Segundo os artesãos, os passos são: primeiro, tem que retirar a guia do tucumanzeiro na mata e remover os espinhos, colocar para secar ao sol durante 3 dias, sendo na última noite passada no sereno, para ficar clara e macia.

As tintas são feitas de plantas, folhas, frutos, cascas e raízes que são cozidas junto com a fibra para tingi-las. Com jenipapo fazem fazem o preto, crajiru o vermelho, capiranga o bordô, urucum o laranja, com a raiz do açafrão fazem amarelo e da mistura do jenipapo com açafrão fazem os tons de verde.

Depois de todo esse processo iniciam-se às produções, arquitetadas ancestralmente, recordando os modos tradicionais artesanalmente, com grafismos simbólicos.

Histórico da comunidade de Coroca

Coroca é uma comunidade tradicional e antiga com mais de cem anos de existência, localiza-se à margem esquerda do rio Arapiuns, no projeto de Assentamento Agroextrativista (PAE) da Gleba Lago Grande. Esse tipo de assentamento é considerado “diferenciado”, pois, quando criado já havia pessoas morando no local.

O nome “Coroca” foi escolhido pelos primeiros moradores, pois as pessoas se referiam ao lugar, como “lago das Corocas”, esse nome remete ao pássaro Anu-Coroca que se juntavam todo fim de tarde em um lago na comunidade para cantarolar, hoje é o lago onde criam tartarugas. Assim, foi nomeada a comunidade que atualmente é composta por 23 famílias, consideradas extrativistas, ribeirinhas, artesãos e pescadores.

Foto: Marlon Rebello

 

A comunidade é conhecida pelo seu potencial turístico comunitário, que vem crescendo na região e fortalecendo as práticas coletivas e ancestrais, sem agredir a natureza. 

A comunidade é movimentada por turistas de todos os lugares que vão até o local conhecer o Lago das Tartarugas, meliponicultura, a culinária, o artesanato, é claro, as lindas praias de areia branca, além do majestoso e cristalino rio Arapiuns, que banha aquele lugar. Coroca e outras comunidades que trabalham com turismo de base comunitária são exemplos de que é possível ter geração de renda mantendo a floresta de pé.  

Qual a importância do artesanato para região?

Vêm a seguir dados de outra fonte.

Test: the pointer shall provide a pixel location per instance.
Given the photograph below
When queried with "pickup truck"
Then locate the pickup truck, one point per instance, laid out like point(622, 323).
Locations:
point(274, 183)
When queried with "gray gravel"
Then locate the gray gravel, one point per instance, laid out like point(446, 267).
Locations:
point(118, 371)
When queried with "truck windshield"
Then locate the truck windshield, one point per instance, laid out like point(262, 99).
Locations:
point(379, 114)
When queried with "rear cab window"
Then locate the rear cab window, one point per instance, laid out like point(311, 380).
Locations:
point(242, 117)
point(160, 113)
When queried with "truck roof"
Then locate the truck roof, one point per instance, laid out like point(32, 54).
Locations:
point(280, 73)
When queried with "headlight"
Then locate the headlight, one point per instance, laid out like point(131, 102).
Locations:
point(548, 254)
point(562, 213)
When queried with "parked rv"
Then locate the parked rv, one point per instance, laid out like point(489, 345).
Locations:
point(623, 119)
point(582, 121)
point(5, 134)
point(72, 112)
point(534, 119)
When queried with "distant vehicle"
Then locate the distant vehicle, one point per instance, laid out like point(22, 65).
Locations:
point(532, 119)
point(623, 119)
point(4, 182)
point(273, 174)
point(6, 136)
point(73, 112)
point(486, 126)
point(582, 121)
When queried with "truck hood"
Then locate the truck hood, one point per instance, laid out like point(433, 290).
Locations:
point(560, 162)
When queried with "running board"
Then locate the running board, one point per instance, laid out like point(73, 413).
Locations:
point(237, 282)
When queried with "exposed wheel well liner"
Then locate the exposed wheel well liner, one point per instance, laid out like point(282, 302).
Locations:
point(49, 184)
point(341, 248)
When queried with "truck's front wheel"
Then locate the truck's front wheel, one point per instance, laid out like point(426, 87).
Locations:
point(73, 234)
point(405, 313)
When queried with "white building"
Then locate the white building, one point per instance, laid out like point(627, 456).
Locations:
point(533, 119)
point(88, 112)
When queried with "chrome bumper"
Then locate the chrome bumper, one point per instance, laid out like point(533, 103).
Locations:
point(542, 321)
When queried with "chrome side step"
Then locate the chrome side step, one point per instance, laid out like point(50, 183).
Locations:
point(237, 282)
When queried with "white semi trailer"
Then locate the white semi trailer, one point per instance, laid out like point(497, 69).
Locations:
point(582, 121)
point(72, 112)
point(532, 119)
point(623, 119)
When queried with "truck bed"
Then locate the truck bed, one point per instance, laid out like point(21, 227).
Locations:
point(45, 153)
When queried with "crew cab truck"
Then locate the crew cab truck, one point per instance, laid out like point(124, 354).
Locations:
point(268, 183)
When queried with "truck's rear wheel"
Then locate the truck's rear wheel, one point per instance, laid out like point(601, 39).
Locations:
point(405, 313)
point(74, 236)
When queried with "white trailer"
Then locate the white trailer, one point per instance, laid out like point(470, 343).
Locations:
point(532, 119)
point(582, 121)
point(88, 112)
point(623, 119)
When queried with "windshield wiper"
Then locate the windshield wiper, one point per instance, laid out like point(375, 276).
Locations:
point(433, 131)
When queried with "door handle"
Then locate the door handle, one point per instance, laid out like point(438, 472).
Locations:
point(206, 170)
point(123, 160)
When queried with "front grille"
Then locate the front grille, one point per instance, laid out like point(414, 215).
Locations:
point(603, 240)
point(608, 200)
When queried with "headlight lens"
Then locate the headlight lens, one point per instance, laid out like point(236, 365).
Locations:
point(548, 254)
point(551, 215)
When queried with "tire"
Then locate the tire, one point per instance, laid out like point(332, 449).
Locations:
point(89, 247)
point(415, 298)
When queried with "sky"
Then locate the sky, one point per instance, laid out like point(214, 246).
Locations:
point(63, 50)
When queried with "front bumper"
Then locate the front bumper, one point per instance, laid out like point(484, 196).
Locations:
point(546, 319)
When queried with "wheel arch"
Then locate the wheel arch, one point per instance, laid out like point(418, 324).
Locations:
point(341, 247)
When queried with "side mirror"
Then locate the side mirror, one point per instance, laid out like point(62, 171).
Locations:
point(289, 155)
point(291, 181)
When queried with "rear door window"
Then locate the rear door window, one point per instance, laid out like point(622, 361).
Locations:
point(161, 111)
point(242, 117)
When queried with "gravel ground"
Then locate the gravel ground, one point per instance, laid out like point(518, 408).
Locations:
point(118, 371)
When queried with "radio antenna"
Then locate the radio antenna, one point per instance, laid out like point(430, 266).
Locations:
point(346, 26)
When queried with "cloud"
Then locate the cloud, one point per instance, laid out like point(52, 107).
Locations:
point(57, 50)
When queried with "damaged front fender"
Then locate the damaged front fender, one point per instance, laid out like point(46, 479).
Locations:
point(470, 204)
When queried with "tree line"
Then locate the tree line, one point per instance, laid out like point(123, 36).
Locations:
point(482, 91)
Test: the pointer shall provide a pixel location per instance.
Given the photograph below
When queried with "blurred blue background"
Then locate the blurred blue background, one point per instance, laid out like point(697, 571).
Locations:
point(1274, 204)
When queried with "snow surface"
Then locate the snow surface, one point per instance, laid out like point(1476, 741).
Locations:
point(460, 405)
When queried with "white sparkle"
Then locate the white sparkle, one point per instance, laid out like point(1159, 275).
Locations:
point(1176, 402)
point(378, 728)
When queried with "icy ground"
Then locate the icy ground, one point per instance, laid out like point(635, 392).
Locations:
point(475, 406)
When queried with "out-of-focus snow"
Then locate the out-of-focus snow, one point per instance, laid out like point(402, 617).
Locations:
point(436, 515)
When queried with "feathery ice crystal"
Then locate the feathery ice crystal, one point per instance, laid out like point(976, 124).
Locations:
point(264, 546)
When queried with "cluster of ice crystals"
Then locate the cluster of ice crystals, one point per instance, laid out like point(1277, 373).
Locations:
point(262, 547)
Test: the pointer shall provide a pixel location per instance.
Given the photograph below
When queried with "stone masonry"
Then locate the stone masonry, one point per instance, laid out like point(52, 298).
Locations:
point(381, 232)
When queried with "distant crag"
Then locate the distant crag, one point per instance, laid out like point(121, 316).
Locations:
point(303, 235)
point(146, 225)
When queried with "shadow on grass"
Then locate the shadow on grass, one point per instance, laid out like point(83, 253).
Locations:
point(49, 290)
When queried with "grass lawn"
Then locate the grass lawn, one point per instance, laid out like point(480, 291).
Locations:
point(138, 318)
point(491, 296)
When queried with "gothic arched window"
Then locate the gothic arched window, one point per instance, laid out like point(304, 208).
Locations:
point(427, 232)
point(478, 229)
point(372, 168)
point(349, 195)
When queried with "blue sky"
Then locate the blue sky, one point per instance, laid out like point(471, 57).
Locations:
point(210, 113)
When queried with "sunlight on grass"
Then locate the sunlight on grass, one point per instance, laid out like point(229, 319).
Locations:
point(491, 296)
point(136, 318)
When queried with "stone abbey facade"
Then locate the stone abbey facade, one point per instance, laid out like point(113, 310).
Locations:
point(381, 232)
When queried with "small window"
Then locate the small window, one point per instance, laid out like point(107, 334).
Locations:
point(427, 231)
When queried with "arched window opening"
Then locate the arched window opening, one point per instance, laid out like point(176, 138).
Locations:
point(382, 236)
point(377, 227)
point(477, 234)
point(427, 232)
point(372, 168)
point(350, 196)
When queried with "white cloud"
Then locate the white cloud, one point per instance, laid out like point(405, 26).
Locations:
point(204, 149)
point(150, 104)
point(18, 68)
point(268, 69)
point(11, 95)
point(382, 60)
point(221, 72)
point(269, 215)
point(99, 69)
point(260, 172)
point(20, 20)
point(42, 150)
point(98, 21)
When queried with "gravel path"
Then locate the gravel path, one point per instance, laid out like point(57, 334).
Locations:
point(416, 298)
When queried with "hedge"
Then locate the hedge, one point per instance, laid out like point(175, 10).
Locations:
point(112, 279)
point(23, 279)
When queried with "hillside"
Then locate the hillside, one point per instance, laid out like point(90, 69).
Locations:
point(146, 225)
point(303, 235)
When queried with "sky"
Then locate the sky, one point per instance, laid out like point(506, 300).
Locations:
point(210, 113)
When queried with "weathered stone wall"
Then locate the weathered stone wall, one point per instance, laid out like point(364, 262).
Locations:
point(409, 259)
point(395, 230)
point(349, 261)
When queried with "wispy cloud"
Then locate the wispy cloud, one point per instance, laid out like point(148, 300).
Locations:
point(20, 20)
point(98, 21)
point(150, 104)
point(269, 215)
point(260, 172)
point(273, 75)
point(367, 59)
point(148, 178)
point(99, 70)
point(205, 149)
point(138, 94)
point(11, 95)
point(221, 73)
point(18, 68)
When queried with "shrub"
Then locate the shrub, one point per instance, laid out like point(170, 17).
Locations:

Hoje o artesanato contribui para o fortalecimento da cultura ancestral e geração de renda sustentável nas comunidades do Rio Arapiuns, Luziete afirma: “hoje as pessoas trabalham porque teve a valorização do trabalho, as comunidades estão se organizando como associações, cooperativas. É importante ressaltar que a organização foi fundamental para a valorização das produções, e isso contribui para a geração de  renda,  porque aí o artesanato valorizado somou a renda das famílias”.

Ao trançar cada palha é trançado ancestralidade, memória coletiva, resistência, cultura e saberes tradicionais que são repassados de geração para geração, como forma de valorização e afirmação da identidade das comunidades e de um povo criativo e rico em conhecimentos, que não precisam destruir a natureza para produzir.

Além de serem produtos que geram renda que ficam nas comunidades, que é de suma importância para a permanência das pessoas e fortalecimento dos territórios, também é uma forma de dar continuidade nas práticas de seus antepassados, cada desenho feito tem suas simbologias e significados e todos estão interligados com a natureza.

Cada peça é única e todo processo de teçume é feito com muito cuidado e atenção,  cada palha entrelaçada remete a ideia de que “uma palha vai puxando a outra “, assim  é a vida em um território que tem sua essência coletiva e ancestral.

“Então, a importância na minha visão do artesanato para a região do Arapiuns, é a valorização da cultura que os nossos ancestrais deixaram para nós, para mim isso é cultura, e essa valorização do trabalho que hoje é reconhecido e de suma importância. O trabalho feito à mão é peça única, então, isso não tem preço, por isso deve ser valorizada. Essa é a riqueza da nossa região!”, finaliza Luziete da Silva.